Thursday, March 14, 2013

Rogues

a.k.a. duel-wielding rouges
(sorry, couldn't help myself, pet peeve)

There are two problems with the 'rogue' archetype in RPGs. One is the WoW-clone interpretation of rogues as just people who stab things... really, really hard. The other is the more basic D&D alignment issue, the image of rogues as flighty, shortsighted, and greedy.

As far as MMOs go, the problem isn't with the archetype itself but with the oversimplification of the genre. Rogue or not, all anyone ever does in a WoW-clone is stab things. Everything revolves around damage meters. In a real MMO, PvP would create much of the demand for the currently absent roguish trickery. Infiltration, distraction and sabotage should be the main purpose of a sneak, not just popping up to stab people in the back. Scaling walls, laying traps, disrupting spellcasting, relaying information about enemy movements or disabling mechanical constructs like golems or siege equipment should all take the place of simplistic stabbity-stabbity. Oddly enough, one of the most out-and-out copyish of WoW copycats in terms of gameplay, LoTRO, also features a delightful break in that pattern. The 'burglar' class in LoTRO is not a damage-dealer in groups. Instead, its purpose is to debuff or disable mobs, manipulate aggro and most importantly initiate group maneuvers.
In PvP games, the sheer 'OMG overpower-ness' of invisibility can quickly lead to the expansion of the archetype past stabbing. The main role of the rogue class in Savage 2 was to plant bombs by enemy buildings and to dash around forcing enemies to chase him. In EVE, cloaked ships were an essential part of corporate warfare as scouts. In TF2, spies are the bane of engineers, undermining both enemy defense and offense by destroying sentry guns and teleporters. Even in WoW, in the earliest PvP instances, i spent a fair bit of my time as a druid simply keeping an eye on enemy movements while prowling around as a stealthy little cat.

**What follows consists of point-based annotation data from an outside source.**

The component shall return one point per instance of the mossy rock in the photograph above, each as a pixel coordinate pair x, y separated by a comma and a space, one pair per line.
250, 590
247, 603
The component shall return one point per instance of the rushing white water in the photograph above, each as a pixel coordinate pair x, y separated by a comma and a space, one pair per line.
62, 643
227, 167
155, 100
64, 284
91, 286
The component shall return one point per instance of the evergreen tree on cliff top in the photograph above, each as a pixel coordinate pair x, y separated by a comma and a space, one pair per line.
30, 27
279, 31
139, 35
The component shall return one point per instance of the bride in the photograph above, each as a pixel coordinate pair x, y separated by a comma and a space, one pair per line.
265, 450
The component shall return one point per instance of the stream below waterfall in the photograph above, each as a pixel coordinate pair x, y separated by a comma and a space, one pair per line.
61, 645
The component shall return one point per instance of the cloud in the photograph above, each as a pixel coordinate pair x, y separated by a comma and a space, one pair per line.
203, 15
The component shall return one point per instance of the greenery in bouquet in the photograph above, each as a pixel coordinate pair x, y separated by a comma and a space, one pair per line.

However, the problem predates WoW-clones. Computer RPGs in general suffer from limitations in the kind of flexibility which would allow for trickery, from an emphasis on simple brawling. Both rogues and mages are trickster classes but trickery is almost irrelevant when the object of the game is to kill everything. A frequent source of frustration is attempting to sneak around an encounter only to be interrupted and brought out of stealth by a cutscene. Other times the problem is that characters in a computer RPG always move together, which means rogue stealth is always undermined by less stealthy characters. Most times, there is simply nowhere for a rogue to use his skills. Even games which nominally include traps and pocket-picking only do so as an afterthought, with the rewards meaningless compared to the time investment, while scouting ahead means nothing because there is no choice but to kill everything to get to a boss anyway. Even if all the above are not true, even when it is posssible to steal, sneak or bluff one's way past encounters, the rogue's role is undermined the the outdated mechanic or experience gain and levelling up. Character advacement is at the core of RPGs along with moral decisions. When advancement depends on experience gained through killing, well... shoot 'em all and let the gods sort 'em out.
The one RPG i've played which truly integrated stealth was VtM:Bloodlines. Killing was only a means to an end, giving no experience or loot in itself. 'Trash' mobs were created to be bypassed. Many missions gave even better rewards if performed without ever killing a thing.

This also brings me to the second issue, that of true role-playing, the moral character and mentality of rogues. The main reason why stealth classes hold no appeal to me in most games is that they are treated as petty thugs, sneaking around mugging people for their spare change. One of the few breaks in that routine is Vampire: the Masquerade's take on one its vampire groups, clan Nosferatu, forced to continually remain out of sight because their appearance would give them away. I like the image of the Nosferatu as spies, information brokers and secretive masters of the underworld.
It's a quick reminder that James Bond is a rogue. In the real world, the sneakiest sneaks, the ones who can make all their bluff checks at airport security and always keep an eye on what porn sites you've been visiting, are kept in pretty tight check by various power structures like national governments and organized crime. They are brainwashed into obedience, unable to break away from whichever group has their nuts in a vise. They are Lawful, even if they don't obey the same laws as the rest of us, from Odysseus to ninjas to Mata Hari and the 007s of the information age. There is no reason why spies, brainwashed wind-up toys dutifully serving the whims of military or commercial overlords, should not play a much bigger role in games' stories.

Aside from that, it's the origin story of the rogue that always grates. Every rogue in fantasy games is a gutter-rat that was forced by harsh conditions to steal to survive, yadda-yadda chaotic good heart of fool's gold. Why not a trickster like a stage magician, certainly adept at the kind of sleight-of-hand that defines the rogue archetype? Why not a blackmailer, unable to sneak anywhere but trading information to get the upper hand on others? Why not an eaves-dropping courtier or a mechanical genius specializing in traps and sabotage instead of stabbing?